最後に区画整理事業の施行期間は予定どおり行われることは稀で、通常はかなり
延長されるものです。仮に建築等に予定期限がある場合は少し余裕をもって準備す
べきです。
◆ 保留地の売却で事業費の捻出を計画していた区画整理組合の組合員から施行地区内
の宅地を購入した買主が多額の賦課金の徴収を受けてトラブルになった事例。
最近、バブル時の組合方式の区画整理において賦課金の徴収が問題となる事例が
発生し、仲介業者の調査・説明義務違反が問題となっています。
施行地区内の宅地について組合員の有する所有権又は借地権の全部又は一部を
承継した者がある場合においては、その組合員がその所有権又は借地権の全部又は
一部について組合に対して有する権利義務は、その承継した者に移転するので(区
画整理法26 条1 項)、買主は賦課金(組合施行の土地区画整理事業で,保留地
の処分が予定価格で売れなかったりして,事業費が不足したときに組合員に賦課す
る追加の負担金)(同法40 条)を徴収されることになります。
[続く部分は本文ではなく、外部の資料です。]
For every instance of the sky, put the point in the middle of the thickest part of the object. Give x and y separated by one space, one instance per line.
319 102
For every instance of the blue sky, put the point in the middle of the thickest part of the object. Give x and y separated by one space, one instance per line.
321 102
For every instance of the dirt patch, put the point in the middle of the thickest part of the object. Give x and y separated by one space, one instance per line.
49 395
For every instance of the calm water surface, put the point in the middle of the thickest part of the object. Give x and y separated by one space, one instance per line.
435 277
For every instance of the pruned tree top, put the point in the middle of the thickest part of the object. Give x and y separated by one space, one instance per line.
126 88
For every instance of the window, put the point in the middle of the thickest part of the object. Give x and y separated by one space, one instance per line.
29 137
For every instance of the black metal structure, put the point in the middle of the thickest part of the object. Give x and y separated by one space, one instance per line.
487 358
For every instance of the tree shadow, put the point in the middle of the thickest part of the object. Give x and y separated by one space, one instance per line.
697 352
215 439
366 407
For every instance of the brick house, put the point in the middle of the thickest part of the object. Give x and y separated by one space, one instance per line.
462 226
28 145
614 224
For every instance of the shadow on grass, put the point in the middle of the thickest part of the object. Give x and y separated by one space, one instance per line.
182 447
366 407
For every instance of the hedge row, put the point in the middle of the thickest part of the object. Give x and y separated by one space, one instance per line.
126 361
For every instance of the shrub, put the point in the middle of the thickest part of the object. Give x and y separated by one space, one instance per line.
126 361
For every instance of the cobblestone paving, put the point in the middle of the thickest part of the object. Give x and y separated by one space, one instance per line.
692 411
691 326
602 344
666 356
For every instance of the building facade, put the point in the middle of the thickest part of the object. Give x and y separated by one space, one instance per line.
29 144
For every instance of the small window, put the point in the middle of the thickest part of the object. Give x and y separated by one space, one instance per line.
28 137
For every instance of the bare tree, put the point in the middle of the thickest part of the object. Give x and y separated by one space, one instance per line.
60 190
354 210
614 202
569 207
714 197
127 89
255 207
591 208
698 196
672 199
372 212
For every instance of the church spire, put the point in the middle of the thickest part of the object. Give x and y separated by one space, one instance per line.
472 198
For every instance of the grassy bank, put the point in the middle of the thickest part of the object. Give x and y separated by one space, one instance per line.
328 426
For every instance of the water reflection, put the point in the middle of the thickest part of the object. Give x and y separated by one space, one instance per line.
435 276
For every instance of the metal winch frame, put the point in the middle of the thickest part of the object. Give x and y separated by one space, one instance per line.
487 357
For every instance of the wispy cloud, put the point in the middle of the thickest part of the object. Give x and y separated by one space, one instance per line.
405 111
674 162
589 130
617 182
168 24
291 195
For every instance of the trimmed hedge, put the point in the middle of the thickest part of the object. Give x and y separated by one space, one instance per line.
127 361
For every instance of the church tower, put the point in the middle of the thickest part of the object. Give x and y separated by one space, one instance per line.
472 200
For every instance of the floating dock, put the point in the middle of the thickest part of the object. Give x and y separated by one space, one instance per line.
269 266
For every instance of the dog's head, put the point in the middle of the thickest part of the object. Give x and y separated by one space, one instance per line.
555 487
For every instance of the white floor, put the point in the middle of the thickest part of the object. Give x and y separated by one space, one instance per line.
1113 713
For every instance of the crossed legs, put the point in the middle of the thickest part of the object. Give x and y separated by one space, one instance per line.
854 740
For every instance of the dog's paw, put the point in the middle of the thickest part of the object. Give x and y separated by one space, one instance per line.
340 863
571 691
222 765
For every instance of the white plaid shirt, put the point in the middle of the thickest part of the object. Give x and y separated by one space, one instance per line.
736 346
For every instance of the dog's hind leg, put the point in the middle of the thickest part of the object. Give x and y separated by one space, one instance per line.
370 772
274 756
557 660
したがって、組
合事務局に対し、賦課金の徴収の可能性についても調査が必要です。
【参考法令】
(組合員の権利業務の移転)第26 条
施行地区内の宅地について組合員の有する所有権又は借地権の全部又は一部を
承継した者がある場合においては、その組合員がその所有権又は借地権の全部又は
一部について組合に対して有する権利義務は、その承継した者に移転する。2 施
行地区内の宅地について組合員の有する借地権の全部又は一部が消滅した場合に
おいては、その組合員がその借地権の全部又は一部について組合に対して有する権
利義務は、その消滅した借地権が地上権である場合にあってはその借地権の目的と
なっていた宅地の所有者に、その消滅した借地権が賃借権である場合にあってはそ
の宅地の賃貸人にそれぞれ移転する。
(経費の賦課徴収)第40 条
組合は、その事業に要する経費に充てるため、賦課金として参加組合員以外の組
合員に対して金銭を賦課徴収することができる。
2
賦課金の額は、組合員が施行地区内に有する宅地又は借地の位置、地積等を考
慮して公平に定めなければならない。
3
組合員は、賦課金の納付について、相殺をもつて組合に対抗することができな
い。
4
組合は、組合員が賦課金の納付を怠った場合においては、定款で定めるところ
により、その組合員に対して過怠金を課することができる。